Now this business of forecast ETCs sitting in past periods happens when your predecessors don’t, for some reason, run the calculate forecast process every month. One of the other important things this process does, apart from crunching any statistical ETCs, is to clear out current period ETCs.
This is done with the assumption that the Actual Costs are replacing these values for the current period. After all the EAC = Actual Cost + ETC. If you forget to calculate forecast then you will leave these old ETC values stuck in past periods. Even if you do remember to run it at some point in the future, it will only clear the current period ETCs, not past periods.
And here’s another angle to this story that my Deltek Cobra companion and I discovered today, in Cobra versions prior to 8.2 the Zero-Out Data feature doesn’t remove values from Forecast classes.
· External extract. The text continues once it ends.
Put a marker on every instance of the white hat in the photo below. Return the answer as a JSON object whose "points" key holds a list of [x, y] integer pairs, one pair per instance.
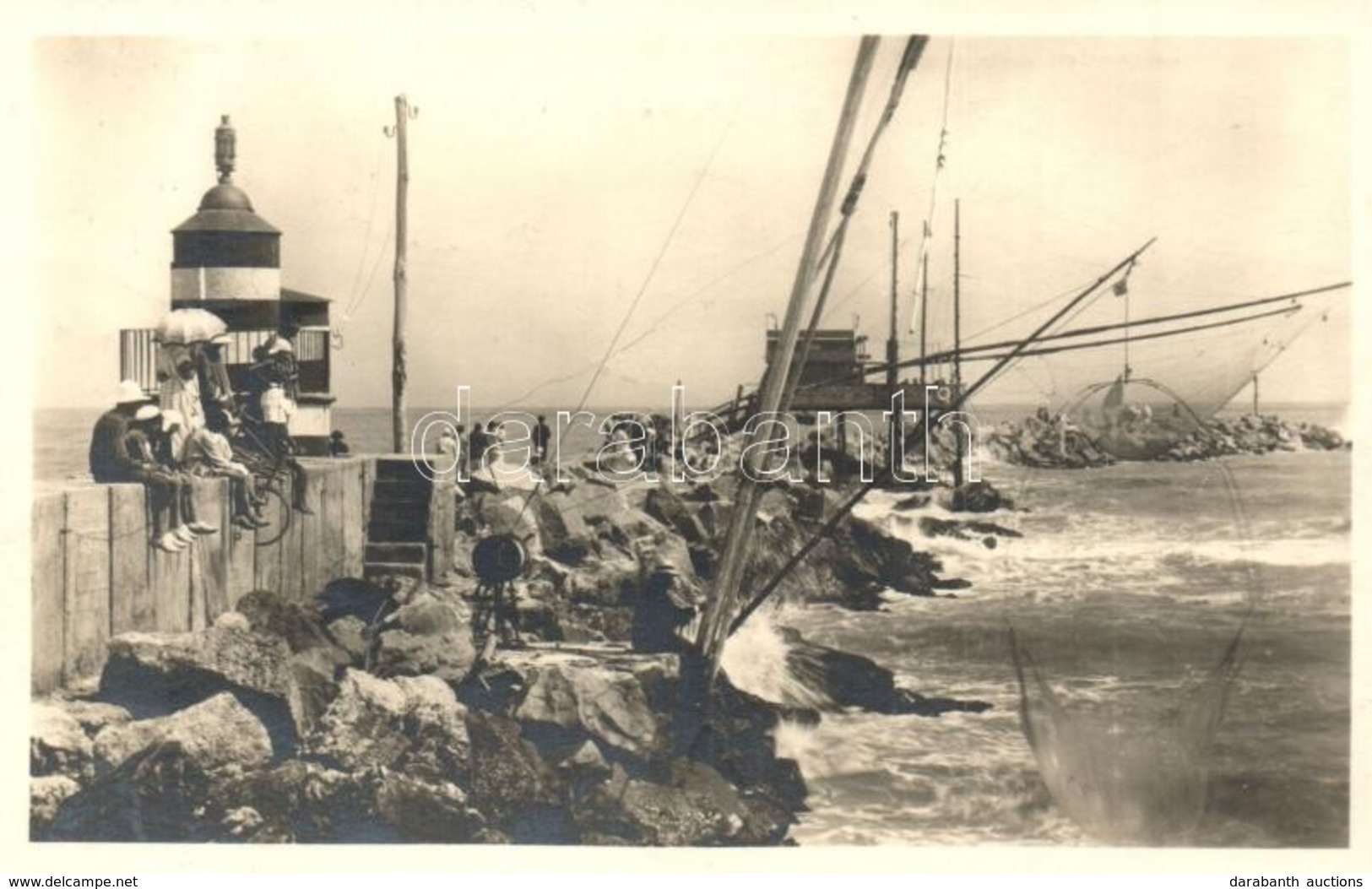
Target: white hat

This capability was introduced with the GA (General Availability) release of Deltek Cobra 8.2 back in December of 2017. And as I’m working on a customer site where the version is still at 8.0 CU#3, deleting the ETCs required a two-step process: that we first use the Reclass feature to move the past period ETCs from the manual forecast class into a temporary actual cost class, and then whack them from there using the Zero-Out Data tool.
However, if you look at the list of classes the Zero-Out Data tool can work with in my current 8.2 CU#6 standalone test version, you can clearly see the Forecast classes are now in the list.
Summary
As you can see from the examples and anecdotes in this article, the Deltek Cobra Zero-Out Data tool has been brought to the top of my Cobra tool kit in recent days. As I work on different programs I continue to learn valuable lessons about how the Deltek Cobra tools can support day to day data adjustments and fixes.
I’m also happy to report that my current customer has decided to upgrade their Deltek Cobra system to the latest version of Cobra 8.2. This at last gives us access to some wonderful enhancements that go well beyond the Deltek Cobra Zero-Out Data feature’s forecast capability. We can now enjoy such things as search features that can find data in collapsed control account records, the ability to save views, additional filtering capabilities, and a host of other goodies that we’ve been missing all this time. The trouble with keeping my standalone system bang up to date all the time is that when I am forced to use an older version, it really sucks!